Summary: This is one of those posts where the idea is obvious in retrospect but I genuinely hadn't seen it articulated this cleanly before. The classic typography utility class approach - h1 is text-4xl on mobile, text-5xl on md, text-6xl on lg - works fine when the heading's column spans the full viewport width. The moment you put that heading inside a two-column layout, the breakpoints fire based on viewport width, not the available width for the content, and you get headings that are way too large for their container.

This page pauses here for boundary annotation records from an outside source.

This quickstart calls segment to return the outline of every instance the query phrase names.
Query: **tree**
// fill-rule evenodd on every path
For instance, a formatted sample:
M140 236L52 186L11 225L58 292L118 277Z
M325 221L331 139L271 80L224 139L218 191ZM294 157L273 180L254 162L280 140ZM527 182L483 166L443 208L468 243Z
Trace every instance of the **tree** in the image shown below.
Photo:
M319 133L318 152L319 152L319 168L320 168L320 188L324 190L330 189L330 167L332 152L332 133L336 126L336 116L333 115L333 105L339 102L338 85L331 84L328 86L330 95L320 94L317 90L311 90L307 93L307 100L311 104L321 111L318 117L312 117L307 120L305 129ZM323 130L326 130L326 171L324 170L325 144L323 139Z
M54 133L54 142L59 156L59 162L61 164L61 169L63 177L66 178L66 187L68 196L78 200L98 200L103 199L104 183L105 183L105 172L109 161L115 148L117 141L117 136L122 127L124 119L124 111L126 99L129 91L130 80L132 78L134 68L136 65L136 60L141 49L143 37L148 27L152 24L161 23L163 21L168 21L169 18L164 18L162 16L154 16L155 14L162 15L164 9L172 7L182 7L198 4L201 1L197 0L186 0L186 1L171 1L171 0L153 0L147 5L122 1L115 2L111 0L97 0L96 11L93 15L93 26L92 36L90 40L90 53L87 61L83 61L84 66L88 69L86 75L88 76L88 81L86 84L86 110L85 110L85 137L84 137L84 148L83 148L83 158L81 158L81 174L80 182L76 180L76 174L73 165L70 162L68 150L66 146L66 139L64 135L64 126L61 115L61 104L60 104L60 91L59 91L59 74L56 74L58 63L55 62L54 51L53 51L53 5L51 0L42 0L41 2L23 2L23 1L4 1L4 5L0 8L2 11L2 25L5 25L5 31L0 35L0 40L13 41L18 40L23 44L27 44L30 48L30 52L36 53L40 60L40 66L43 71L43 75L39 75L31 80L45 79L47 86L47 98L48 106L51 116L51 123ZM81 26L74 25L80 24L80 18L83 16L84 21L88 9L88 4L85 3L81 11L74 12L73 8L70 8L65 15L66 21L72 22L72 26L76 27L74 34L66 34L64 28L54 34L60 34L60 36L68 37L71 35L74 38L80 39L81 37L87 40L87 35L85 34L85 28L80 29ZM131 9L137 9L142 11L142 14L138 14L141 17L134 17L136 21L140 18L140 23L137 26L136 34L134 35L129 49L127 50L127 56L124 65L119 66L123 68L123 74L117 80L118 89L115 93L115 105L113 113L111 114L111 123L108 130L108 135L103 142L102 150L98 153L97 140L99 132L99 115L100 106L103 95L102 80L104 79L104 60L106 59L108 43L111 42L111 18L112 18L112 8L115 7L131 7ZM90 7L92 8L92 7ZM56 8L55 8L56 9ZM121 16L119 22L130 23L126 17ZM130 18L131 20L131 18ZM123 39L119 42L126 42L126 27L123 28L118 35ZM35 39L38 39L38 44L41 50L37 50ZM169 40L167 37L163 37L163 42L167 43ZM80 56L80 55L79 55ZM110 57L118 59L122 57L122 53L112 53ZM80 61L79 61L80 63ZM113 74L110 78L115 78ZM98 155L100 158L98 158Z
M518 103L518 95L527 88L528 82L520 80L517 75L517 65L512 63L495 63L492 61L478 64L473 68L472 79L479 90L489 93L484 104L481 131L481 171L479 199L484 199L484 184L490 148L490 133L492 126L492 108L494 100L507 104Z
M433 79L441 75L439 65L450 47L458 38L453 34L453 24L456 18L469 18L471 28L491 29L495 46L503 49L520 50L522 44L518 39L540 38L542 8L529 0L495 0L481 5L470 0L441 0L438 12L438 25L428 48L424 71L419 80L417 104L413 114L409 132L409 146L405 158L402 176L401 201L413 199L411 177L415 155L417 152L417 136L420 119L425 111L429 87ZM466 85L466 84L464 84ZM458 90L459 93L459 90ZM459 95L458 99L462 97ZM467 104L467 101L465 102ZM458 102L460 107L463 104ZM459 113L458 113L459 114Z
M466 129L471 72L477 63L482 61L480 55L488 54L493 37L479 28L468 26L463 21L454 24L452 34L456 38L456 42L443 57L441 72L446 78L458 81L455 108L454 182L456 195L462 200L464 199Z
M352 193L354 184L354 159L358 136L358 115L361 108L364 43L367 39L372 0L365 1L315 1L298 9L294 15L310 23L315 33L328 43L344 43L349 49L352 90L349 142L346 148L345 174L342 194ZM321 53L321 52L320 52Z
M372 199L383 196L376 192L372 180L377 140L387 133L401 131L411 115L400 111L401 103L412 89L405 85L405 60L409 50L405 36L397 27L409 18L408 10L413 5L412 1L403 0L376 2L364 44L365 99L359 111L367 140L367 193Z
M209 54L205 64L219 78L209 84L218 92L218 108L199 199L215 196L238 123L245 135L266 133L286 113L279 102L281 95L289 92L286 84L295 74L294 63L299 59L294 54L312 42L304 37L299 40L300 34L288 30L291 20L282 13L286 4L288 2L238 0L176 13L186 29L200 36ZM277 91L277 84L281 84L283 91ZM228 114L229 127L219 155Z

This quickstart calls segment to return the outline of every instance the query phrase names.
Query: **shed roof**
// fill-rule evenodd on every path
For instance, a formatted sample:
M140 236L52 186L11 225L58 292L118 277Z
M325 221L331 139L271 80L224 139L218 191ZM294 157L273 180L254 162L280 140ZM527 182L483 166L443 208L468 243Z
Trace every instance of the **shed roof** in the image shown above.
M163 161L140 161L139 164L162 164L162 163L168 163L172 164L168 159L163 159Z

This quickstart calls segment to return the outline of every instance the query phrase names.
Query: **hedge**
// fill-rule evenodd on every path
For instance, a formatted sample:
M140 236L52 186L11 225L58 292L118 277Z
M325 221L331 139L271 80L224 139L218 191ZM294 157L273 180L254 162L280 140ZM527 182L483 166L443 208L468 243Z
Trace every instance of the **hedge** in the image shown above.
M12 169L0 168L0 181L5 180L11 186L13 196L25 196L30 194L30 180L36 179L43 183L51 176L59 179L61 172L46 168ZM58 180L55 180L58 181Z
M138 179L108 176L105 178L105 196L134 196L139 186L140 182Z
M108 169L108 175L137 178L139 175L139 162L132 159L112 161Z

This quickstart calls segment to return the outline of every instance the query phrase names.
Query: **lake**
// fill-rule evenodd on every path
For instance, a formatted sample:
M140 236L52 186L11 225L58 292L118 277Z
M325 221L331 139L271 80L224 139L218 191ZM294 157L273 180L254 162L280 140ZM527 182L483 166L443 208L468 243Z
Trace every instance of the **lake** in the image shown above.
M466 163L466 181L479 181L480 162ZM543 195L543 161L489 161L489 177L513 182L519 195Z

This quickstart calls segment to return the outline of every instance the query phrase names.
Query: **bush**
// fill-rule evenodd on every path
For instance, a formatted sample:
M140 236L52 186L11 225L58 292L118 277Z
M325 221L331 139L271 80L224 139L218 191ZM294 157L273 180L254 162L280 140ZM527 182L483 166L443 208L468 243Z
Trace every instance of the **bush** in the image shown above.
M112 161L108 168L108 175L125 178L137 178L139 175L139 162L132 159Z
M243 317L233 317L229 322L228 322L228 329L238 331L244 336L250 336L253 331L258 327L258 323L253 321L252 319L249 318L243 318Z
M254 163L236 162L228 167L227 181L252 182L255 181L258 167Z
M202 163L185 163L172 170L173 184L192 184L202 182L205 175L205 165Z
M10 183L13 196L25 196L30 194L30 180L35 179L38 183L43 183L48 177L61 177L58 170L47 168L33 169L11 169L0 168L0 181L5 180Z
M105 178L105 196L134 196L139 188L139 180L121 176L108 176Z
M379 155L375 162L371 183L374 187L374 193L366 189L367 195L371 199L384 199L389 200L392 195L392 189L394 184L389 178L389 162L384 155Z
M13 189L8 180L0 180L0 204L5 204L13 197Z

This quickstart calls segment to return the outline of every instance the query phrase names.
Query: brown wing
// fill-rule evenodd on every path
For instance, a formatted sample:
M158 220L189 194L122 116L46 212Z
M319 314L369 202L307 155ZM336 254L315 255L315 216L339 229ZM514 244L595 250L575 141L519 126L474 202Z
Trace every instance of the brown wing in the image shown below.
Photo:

The fix uses :has() to automatically mark any element that contains a typography utility class as a container, then replaces the viewport-based responsive modifiers (md:) with container-query equivalents (@md:). The typography classes themselves look almost identical to the original Tailwind utilities - the only difference is the @-prefixed breakpoint syntax. But now the heading scales relative to its parent container, so it looks correct whether it's in a full-width layout or a half-width column.

It's a small post but it solves a real problem that I've worked around with custom font-size overrides dozens of times without ever thinking to solve it at the typography system level. Container queries have been in all major browsers for a while now and this is exactly the kind of practical application that justifies their use outside of explicit "adaptive components."

Key takeaways:

  • Replace md:text-* viewport breakpoints with @md:text-* container query breakpoints in typography utilities
  • Use :has() to automatically apply @container to any element that contains a typography class
  • Headings and text now scale to their parent container width, not the full viewport
  • Solves the two-column layout font size problem without one-off overrides
  • Container queries are baseline widely available and safe to use in production today

Why do I care: This belongs in every design system that uses utility-class typography. It's one configuration change that eliminates a whole category of manual font-size patches that accumulate over the lifetime of a project. I'm going to be adding this to my Tailwind base config going forward.